Morality does not figure high in The Goodbye Kiss, and the only moral of the story appears to be: once a low-life, always a low-life. Callous brutality is a way (and becomes a necessity) of life in this pitch-black, sour noir, but there are enough quirky elements to the story -- and considerable suspense -- to make it worthwhile.
The novel is narrated by Giorgio Pellegrini. Years ago he was part of a revolutionary group, fleeing Italy when one of their actions resulted in the death of a night watchman. One of those involved ratted him out, and he was sentenced to life imprisonment in abstentia. He fled to Latin America, joining an insurgency there.
His political idealism and revolutionary fervour had clearly diminished over the years, and when the book begins he's drifting towards returning to Europe, burning his bridges behind him. Back in France he contacts an old associate and explains that he's going to give himself up to the Italian authorities, and that they should arrange a deal for him, or he'll sell out his old comrades. The revolution is a spent force (nicely presented by Carlotto), but Giorgio gets his deal -- even though it means a few years in prison.
From the first page, Giorgio is presented as someone willing to do whatever it takes to get what he wants. No more revolutions for him, just self-interest. Prison proves a good training ground for this (even though he notes, with apparent disappointment: "nowadays even prisons aren't what they used to be"), as does his first real job as a free man again, in a strip club.
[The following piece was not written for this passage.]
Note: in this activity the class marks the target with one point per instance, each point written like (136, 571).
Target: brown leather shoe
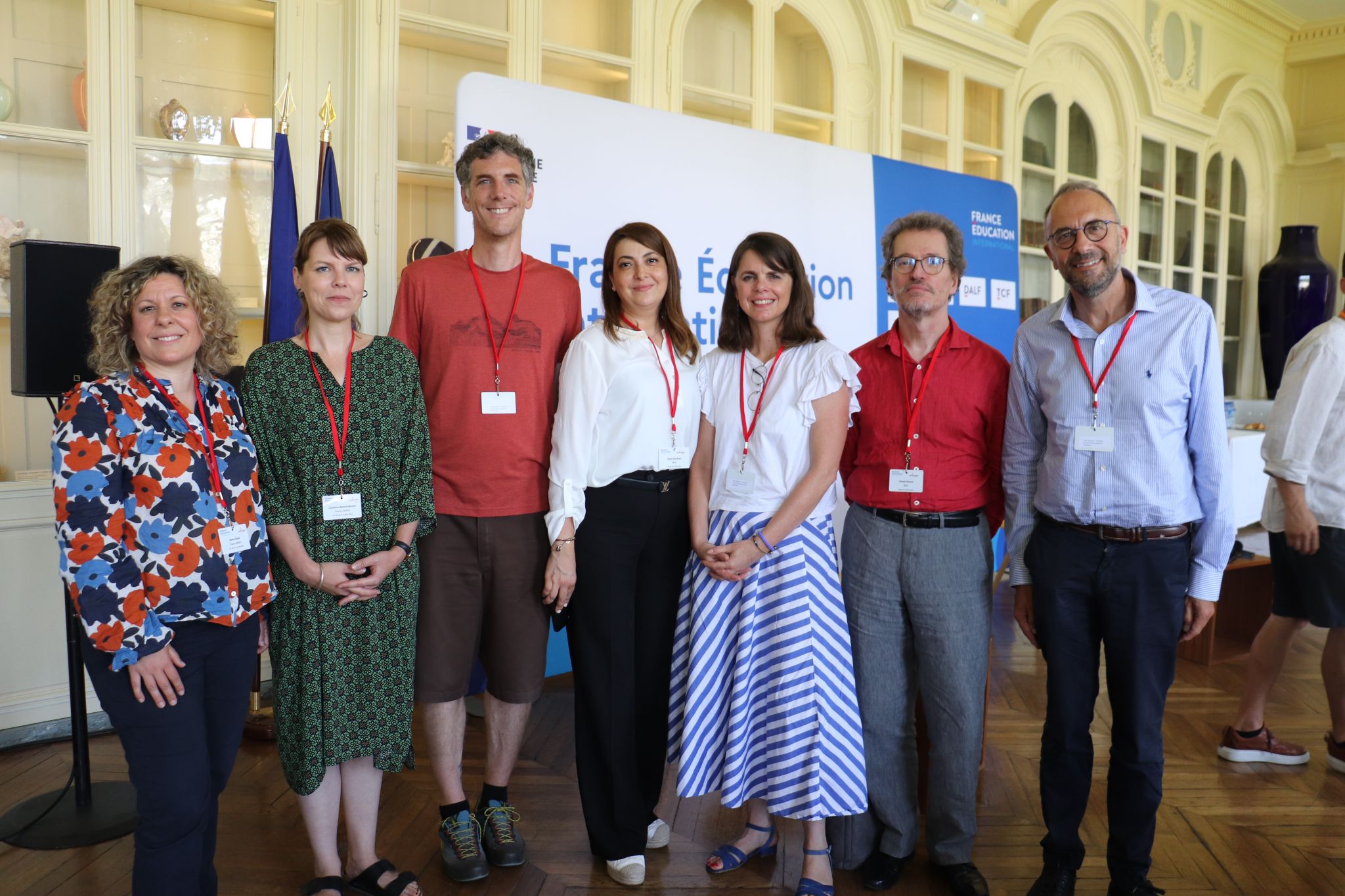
(1264, 747)
(1334, 756)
He has ambitions of going straight -- opening a restaurant sounds good to him -- but known to be a police informer (part of his deal with the cops) and working in a strip club, he's a long way off from respectability.
Giorgio begins by skimming a bit at the strip club -- though not carefully enough. Still, his indiscretions aren't enough to get him whacked -- he's just taught a lesson. But soon enough he sees bigger opportunities. Working with a crooked cop, Ferruccio Anedda, he gets out of the lap-dancing business -- and then there's an opportunity for a really big haul:
Attacking armored trucks in Italy was highly remunerative and far from complicated. You just needed to locate the weak point of the route and kill most of the guards.
The idea of killing a few guards doesn't bother him, and he learns about a weak point -- but he needs more people to help him out. Enter Anedda again, who sets him up with some Croatian war criminals and three Spanish anarchists, all very much on the wrong side of the law but willing to do it for the money. Of course, Anedda and Giorgio have no intention of sharing the loot .....
For quite a while the novel reads like a coup-caper, building up to this one heist and what will clearly be a brutal aftermath. It's probably the weakest part of the novel -- a bit too implausible, a bit too little detail, and way, way too messy. But Giorgio gets through it, and then he's ready to rebuild his life, and then it gets a bit more interesting again.
He wants to settle down and live a normal life, and he fortunately has a lawyer who can help him out. They petition to have him legally rehabilitated, which isn't a problem if he can stay out of trouble for a while, and he starts working in a restaurant which he will then officially take over when he's legally clear.
Things go fairly well -- the restaurant is a success -- but Giorgio can't quite escape his old lifestyle. His lawyer has him do a couple of favours for him. And then Anedda shows up, needing a bigger favour .....
Killing is Giorgio's preferred solution: no loose ends, and it's something he has to fall back on quite frequently. Nicely, Carlotto offers quite a few variations on the theme. The suspense is heightened by the fact that, about nine times out of ten, the people Giorgio is dealing with are planning to do the same to him, so it's just a matter of who gets to it first. And then there are the women in his life: the mobster's widow who understands her fate, and his fiancée who winds up knowing just a bit too much .....
Killing isn't an afterthought here, but it's nothing out of the ordinary. Giorgio's actions almost never weigh on him: it's what he had to do, the cost of business (and survival). And so, it sometimes seems, the book merely moves from one body (or slaughter) to the next.
So Giorgio is not the most sympathetic of characters -- no noir hero (or even anti-hero). He's a low-life, plain and simple. But Carlotto's account is consistently gripping -- in part because Giorgio is the way he is. His attitude towards women and sex, for example, shows yet another mean streak, but it's perversely fascinating (and it's nice to see a leading man who likes his ladies older and doesn't always get (or take) the most beautiful women around).
The action, too, holds the reader's attention: there is suspense throughout, curveballs coming from every direction, and though some seems rather unlikely, it's still fun.
Quite a disturbing read and maybe a bit too unconcerned with morality (or cynical, set in a world in which there are essentially no innocents and most are really, really corrupt), The Goodbye Kiss is written engagingly and surprisingly enough to make it worthwhile.